Dull, haphazardly paced and devoid of almost any true excitement, “Dark Phoenix” ends 20 years of the X-Men franchise with a whimper, not a bang.
During a dangerous rescue mission in space, X-Men member Jean Grey comes in contact with a cosmic force that transforms her into one of the most powerful mutants of all time. Battling with the unstable power that dwells inside her, Jean loses control, tearing the X-Men family apart and threatening to destroy the entire planet. “Dark Phoenix” is the end of 20 years of X-Men movies from 20th Century Fox.
Following in the footsteps of the tepidly received 2016 “X-Men: Apocalypse,” “Dark Phoenix” fails to capture any sense of genuine excitement for the franchise, culminating in a film that revisits the Dark Phoenix comic storyline previously explored in 2006’s “X-Men: The Last Stand,” but with even less successful results.
The Dark Phoenix storyline from the comics is cosmic, grandiose and features fan-favorite characters having their faith tested. But first-time director Simon Kinberg is in over his head. The film is sporadically paced, with no real action sequences after the film’s opening until around the hour mark. In that hour, Sophie Turner tries her best to play a heavily conflicted and hurting Jean Grey, but her dialogue and actions come off as more temper tantrums than actual inner conflict.
And while it is admittedly great to see veteran franchise actors like James McAvoy, Michael Fassbender and Nicholas Hoult back in these roles, they are poorly utilized. It’s also clear that some actors, such as Jennifer Lawrence, took this film on for a measly pay check and are just going through the motions.

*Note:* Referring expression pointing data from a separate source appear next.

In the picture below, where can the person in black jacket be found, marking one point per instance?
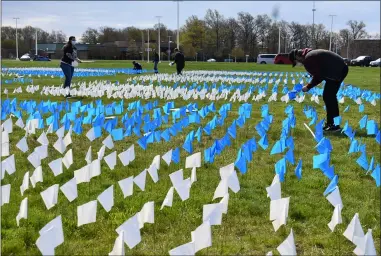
(137, 66)
(328, 66)
(155, 61)
(68, 61)
(179, 60)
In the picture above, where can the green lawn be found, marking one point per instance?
(246, 229)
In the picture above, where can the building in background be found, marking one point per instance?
(362, 47)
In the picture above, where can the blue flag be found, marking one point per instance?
(378, 137)
(143, 142)
(290, 142)
(166, 135)
(232, 130)
(263, 142)
(277, 148)
(240, 163)
(188, 146)
(290, 156)
(198, 134)
(371, 127)
(376, 175)
(337, 120)
(362, 161)
(371, 164)
(361, 108)
(298, 170)
(354, 147)
(176, 155)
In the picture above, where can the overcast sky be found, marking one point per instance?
(74, 17)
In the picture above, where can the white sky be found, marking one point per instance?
(74, 17)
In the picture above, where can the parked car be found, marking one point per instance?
(375, 63)
(266, 58)
(25, 57)
(361, 61)
(40, 58)
(347, 61)
(282, 58)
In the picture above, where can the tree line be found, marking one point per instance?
(213, 36)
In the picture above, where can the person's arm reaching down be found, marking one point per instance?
(312, 68)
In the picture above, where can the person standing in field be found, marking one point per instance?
(155, 61)
(328, 66)
(137, 66)
(68, 61)
(179, 60)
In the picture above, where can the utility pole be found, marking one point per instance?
(142, 45)
(158, 35)
(148, 47)
(279, 39)
(178, 25)
(17, 41)
(36, 44)
(169, 48)
(313, 25)
(330, 37)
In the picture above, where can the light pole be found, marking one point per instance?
(169, 48)
(178, 25)
(330, 37)
(158, 35)
(36, 44)
(17, 41)
(148, 46)
(142, 46)
(313, 25)
(279, 39)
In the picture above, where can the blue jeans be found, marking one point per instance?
(68, 72)
(155, 66)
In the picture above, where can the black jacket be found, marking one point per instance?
(324, 65)
(156, 57)
(69, 54)
(179, 59)
(137, 66)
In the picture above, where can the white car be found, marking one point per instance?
(375, 63)
(266, 58)
(25, 57)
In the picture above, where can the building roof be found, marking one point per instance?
(368, 39)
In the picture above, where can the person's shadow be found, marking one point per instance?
(358, 133)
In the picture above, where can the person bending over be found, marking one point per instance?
(68, 61)
(137, 66)
(179, 60)
(323, 65)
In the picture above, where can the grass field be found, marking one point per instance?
(246, 228)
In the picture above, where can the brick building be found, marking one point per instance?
(361, 47)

In fact, Jessica Chastain, a fantastic actress, is incredibly wasted here, playing an alien antagonist that is so unnecessary, so generic and so disposable that it’s mind-blowing why she even took this role to begin with.
What is even more disappointing is the film wants to explore these characters, to take them on an emotionally damaging and rough story, but the script isn’t smart nor exciting enough. For having Grey be the most powerful mutant on the planet, the film is shockingly small scale, playing off as more of a TV finale than a giant, blockbuster superhero film.
With Disney getting the rights back to the X-Men characters, I can only hope that Kevin Feige and the entire creative crew at Marvel can give these characters more respect. The X-Men franchise has seen greatness (“Days of Future Past,” Logan”) but this film might be the lowest point of the franchise.
Connor’s take: Don’t waste your money. Wait to see it on Redbox.